Die ersten beiden Fenster der oberen Etage gehörten zu Goggis Zimmer.
    Maria, das Zugehmädchen,
erschien um sieben Uhr morgens. Sie stellte die Tassen aufeinander und fegte
die Zuckerkörnchen in die Hand, als Gutting über die Terrasse ging. »Sie haben
heute schon gefrühstückt?« fragte sie.
    »Gefrühstückt ist übertrieben.
Ich habe einen Schluck Kaffee mit meiner Tochter getrunken. Jetzt hätte ich
gern ein richtiges Frühstück, Tomatensaft, Schinken, noch einen Kaffee und drei
Eier im Glas.«
    Marias Augen weiteten sich.
»Drei?«
    »Ja, drei. Warum nicht? Es
dürfen auch vier sein. Ich habe Entschlüsse zu fassen und brauche eine feste
Unterlage.«
    Als er im Bad vor dem Spiegel
stand und sich rasierte, überkam ihn ein Gefühl der Ratlosigkeit.

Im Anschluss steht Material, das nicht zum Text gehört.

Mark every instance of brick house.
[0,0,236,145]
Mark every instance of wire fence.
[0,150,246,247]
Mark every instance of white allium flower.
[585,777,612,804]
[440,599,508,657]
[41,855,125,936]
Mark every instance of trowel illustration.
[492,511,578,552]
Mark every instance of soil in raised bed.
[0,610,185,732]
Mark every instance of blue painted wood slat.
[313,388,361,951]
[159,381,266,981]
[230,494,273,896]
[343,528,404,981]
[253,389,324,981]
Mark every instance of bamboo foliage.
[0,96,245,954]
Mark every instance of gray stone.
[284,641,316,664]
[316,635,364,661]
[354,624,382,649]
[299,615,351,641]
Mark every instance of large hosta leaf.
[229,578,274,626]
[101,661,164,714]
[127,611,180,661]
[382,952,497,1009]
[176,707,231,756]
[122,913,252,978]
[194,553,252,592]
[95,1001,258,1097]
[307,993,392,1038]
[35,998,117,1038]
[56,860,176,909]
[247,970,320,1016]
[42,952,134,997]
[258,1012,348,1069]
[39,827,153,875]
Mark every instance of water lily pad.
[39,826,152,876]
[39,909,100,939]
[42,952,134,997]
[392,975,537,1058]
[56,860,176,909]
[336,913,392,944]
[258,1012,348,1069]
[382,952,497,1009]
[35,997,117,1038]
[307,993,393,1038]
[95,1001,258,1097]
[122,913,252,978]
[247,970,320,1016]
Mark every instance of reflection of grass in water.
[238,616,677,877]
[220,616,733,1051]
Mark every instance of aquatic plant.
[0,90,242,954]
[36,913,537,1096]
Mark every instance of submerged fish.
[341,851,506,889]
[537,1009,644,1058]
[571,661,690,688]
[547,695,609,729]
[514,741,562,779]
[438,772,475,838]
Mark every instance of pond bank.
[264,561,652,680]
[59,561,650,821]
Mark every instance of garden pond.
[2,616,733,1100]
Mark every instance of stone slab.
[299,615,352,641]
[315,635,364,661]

Auch drei
Eier, ja nicht einmal ein ganzes Schock Eier würden ihn schlauer machen. Er
begutachtete sein Gesicht im Spiegel, kritisch und leidenschaftslos, als stünde
dort ein anderer. Dieser andere wirkte für seine Jahre jung, ein gutaussehender
Mann, einer, der bei Gesellschaften und auf Reisen eine gute Figur machte.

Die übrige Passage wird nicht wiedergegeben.